There are several reasons why travelers are prohibited from traveling to some European countries. For instance, there have been rumors of human-smuggling from Romania into the UK. If true, this would be one of the largest smuggling activities carried out in the past. Some countries do have adequate laws against human-smuggling, including Austria, but the UK has not implemented any measure to implement this yet.

Another reason for the suspension is related to the recent outbreak of swine flu in the euro area. This has caused a great deal of travel complications as people do not feel safe traveling to other countries which have been hit by the pandemic. In fact, there are still some people who have not recovered from the initial outbreak. Therefore, a great number of travelers are unable to leave their homes in countries like Romania, Poland, and Hungary. As a result, many countries are restricting travelers from travelling to these areas until the pandemic has completely disappeared.

The most important reason why travelers are not allowed to leave the country during the month of October, however, is related to the general public health. For example, the pandemic has caused severe restrictions on the movement of people. There are limitations on the movement of people within their own countries as well as between member states of the European Union. Therefore, it is impossible to tell whether or not a nonessential travel to Europe would be covered by these rules.

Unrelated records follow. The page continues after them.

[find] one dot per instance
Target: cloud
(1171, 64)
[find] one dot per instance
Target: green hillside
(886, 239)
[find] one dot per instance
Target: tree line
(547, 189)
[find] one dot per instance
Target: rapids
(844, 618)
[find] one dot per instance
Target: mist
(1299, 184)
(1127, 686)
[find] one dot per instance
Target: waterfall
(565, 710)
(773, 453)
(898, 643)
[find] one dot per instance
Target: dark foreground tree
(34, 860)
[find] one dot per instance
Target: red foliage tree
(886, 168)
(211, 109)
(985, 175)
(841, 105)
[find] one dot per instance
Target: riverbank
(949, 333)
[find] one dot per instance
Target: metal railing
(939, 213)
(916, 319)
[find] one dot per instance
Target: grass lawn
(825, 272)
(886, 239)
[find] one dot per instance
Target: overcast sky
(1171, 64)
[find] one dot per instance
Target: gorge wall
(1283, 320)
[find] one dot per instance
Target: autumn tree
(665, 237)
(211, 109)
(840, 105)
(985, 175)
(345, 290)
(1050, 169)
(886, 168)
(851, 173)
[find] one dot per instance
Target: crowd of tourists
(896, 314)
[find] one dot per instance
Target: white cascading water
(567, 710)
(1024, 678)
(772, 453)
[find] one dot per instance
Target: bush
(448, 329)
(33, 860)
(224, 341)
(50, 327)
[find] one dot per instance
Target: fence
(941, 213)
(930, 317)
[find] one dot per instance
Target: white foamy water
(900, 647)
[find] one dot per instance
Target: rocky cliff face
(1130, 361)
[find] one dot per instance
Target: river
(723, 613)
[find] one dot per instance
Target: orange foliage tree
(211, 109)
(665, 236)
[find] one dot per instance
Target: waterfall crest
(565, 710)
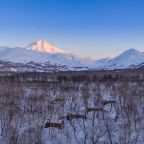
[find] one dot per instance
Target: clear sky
(97, 28)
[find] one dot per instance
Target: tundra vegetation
(105, 107)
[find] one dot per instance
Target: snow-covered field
(86, 108)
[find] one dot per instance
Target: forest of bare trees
(72, 108)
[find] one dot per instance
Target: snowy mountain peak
(44, 46)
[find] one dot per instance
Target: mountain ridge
(43, 52)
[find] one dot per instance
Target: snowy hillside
(42, 52)
(129, 58)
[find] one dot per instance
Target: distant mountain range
(43, 56)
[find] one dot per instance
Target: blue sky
(97, 28)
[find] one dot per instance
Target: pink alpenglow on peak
(44, 46)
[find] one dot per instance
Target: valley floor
(105, 107)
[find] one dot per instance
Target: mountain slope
(127, 59)
(43, 53)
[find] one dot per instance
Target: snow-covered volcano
(44, 46)
(42, 52)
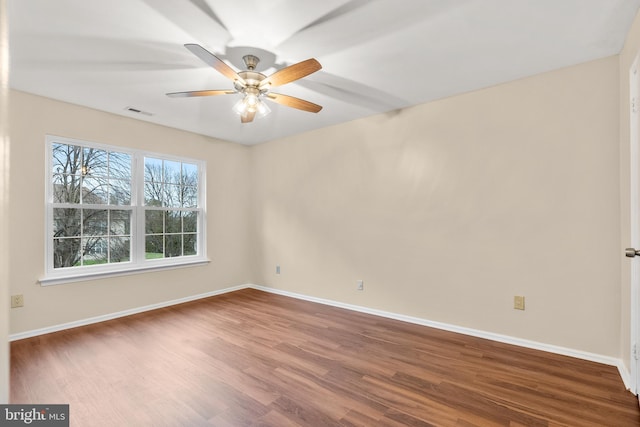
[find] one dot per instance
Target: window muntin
(171, 214)
(114, 209)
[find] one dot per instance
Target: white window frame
(138, 263)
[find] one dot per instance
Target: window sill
(75, 276)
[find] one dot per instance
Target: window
(112, 210)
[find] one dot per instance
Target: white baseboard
(110, 316)
(579, 354)
(606, 360)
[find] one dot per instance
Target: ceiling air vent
(138, 111)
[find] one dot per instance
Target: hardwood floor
(251, 358)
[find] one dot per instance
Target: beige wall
(227, 194)
(449, 209)
(627, 56)
(4, 205)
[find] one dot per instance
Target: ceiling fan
(255, 86)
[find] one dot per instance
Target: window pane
(189, 222)
(94, 222)
(66, 222)
(190, 197)
(95, 163)
(119, 166)
(173, 245)
(66, 188)
(189, 174)
(94, 190)
(154, 247)
(172, 172)
(152, 169)
(120, 249)
(120, 224)
(172, 196)
(173, 222)
(95, 251)
(119, 192)
(153, 194)
(66, 252)
(67, 159)
(154, 222)
(190, 244)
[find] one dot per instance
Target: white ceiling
(377, 55)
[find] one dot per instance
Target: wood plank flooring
(251, 358)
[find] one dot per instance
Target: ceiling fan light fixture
(251, 103)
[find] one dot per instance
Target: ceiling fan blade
(247, 116)
(200, 93)
(292, 73)
(293, 102)
(212, 60)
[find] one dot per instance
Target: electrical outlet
(17, 301)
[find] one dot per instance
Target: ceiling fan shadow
(352, 92)
(195, 18)
(66, 52)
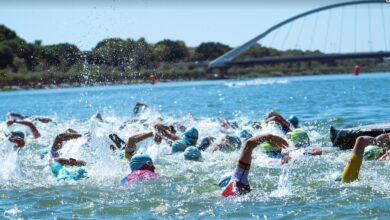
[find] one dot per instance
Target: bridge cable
(300, 32)
(288, 33)
(341, 29)
(355, 27)
(327, 29)
(273, 38)
(384, 28)
(369, 29)
(314, 31)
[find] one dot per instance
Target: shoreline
(12, 88)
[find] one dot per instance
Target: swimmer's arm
(18, 141)
(165, 131)
(64, 137)
(316, 151)
(32, 127)
(383, 140)
(139, 137)
(44, 120)
(253, 142)
(70, 162)
(385, 156)
(279, 120)
(17, 115)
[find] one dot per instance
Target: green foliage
(6, 56)
(6, 33)
(64, 55)
(170, 51)
(210, 50)
(118, 60)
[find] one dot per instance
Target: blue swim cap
(179, 146)
(192, 153)
(191, 136)
(371, 152)
(299, 138)
(55, 167)
(225, 179)
(137, 161)
(245, 134)
(18, 133)
(336, 176)
(233, 142)
(77, 174)
(294, 120)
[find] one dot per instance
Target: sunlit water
(302, 189)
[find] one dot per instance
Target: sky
(85, 23)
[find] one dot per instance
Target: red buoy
(357, 70)
(152, 79)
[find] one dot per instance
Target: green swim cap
(192, 153)
(178, 146)
(269, 148)
(55, 167)
(371, 152)
(300, 138)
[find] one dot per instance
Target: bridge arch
(221, 61)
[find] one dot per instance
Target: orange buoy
(152, 79)
(357, 70)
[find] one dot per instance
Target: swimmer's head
(269, 148)
(371, 152)
(192, 153)
(18, 134)
(55, 167)
(294, 121)
(178, 146)
(139, 161)
(205, 143)
(233, 142)
(300, 138)
(245, 134)
(225, 179)
(191, 136)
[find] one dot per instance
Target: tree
(210, 50)
(6, 56)
(170, 51)
(6, 33)
(64, 55)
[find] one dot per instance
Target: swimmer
(287, 125)
(239, 183)
(228, 127)
(368, 148)
(301, 140)
(129, 147)
(57, 163)
(139, 107)
(32, 127)
(69, 134)
(61, 173)
(142, 168)
(189, 138)
(17, 139)
(227, 144)
(17, 116)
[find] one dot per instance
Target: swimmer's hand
(275, 141)
(157, 138)
(383, 140)
(285, 159)
(9, 123)
(74, 162)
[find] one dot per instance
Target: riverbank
(186, 75)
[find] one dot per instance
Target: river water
(303, 188)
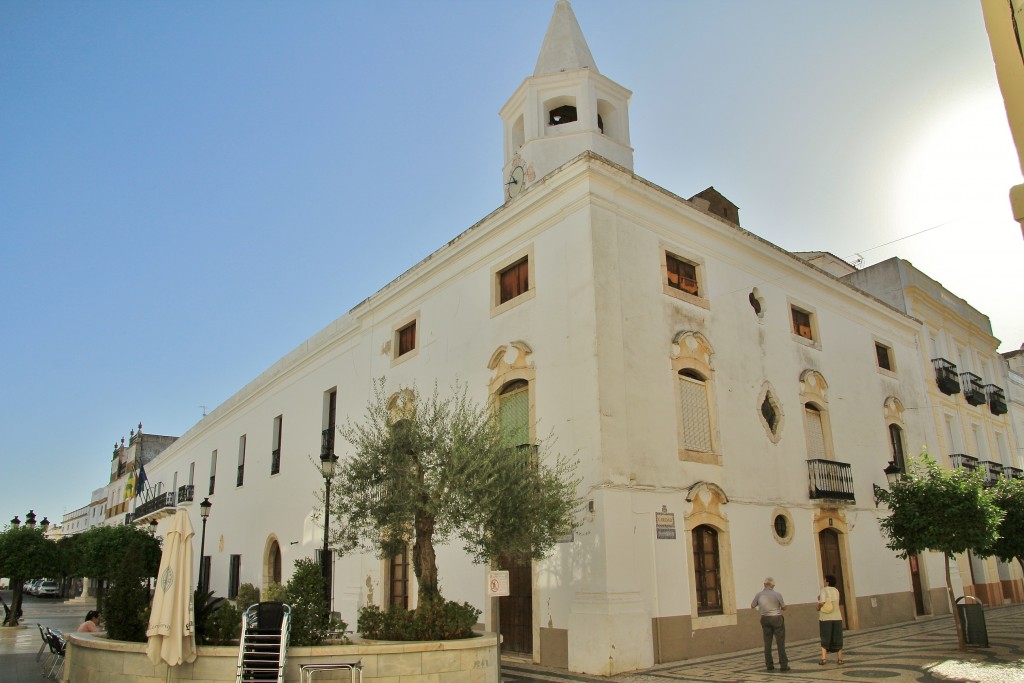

Finally, it is very unlikely that the US will impose similar restrictions on American citizens traveling to Europe. Currently, the US authorities are focusing their efforts on returning home Americans, who are the main group of travelers to Europe. It is more likely that they will keep their focus on visiting Europe for special events, trade conferences, or student exchanges. Travel to Europe will probably remain fairly unrestricted in the future.

If you are planning a European trip in the near future, there are a few things you can do to prepare ahead of time. As an American citizen, it should be easy to secure an Italy visa. Certainty, as far as your nationality is concerned, is important when applying for a visa to another country. In addition, you may want to plan to visit other European countries during your stay in Rome, Venice, or other cities in Italy. Finally, it is highly recommended that you travel to France during the summer months as it is the hottest place in Europe.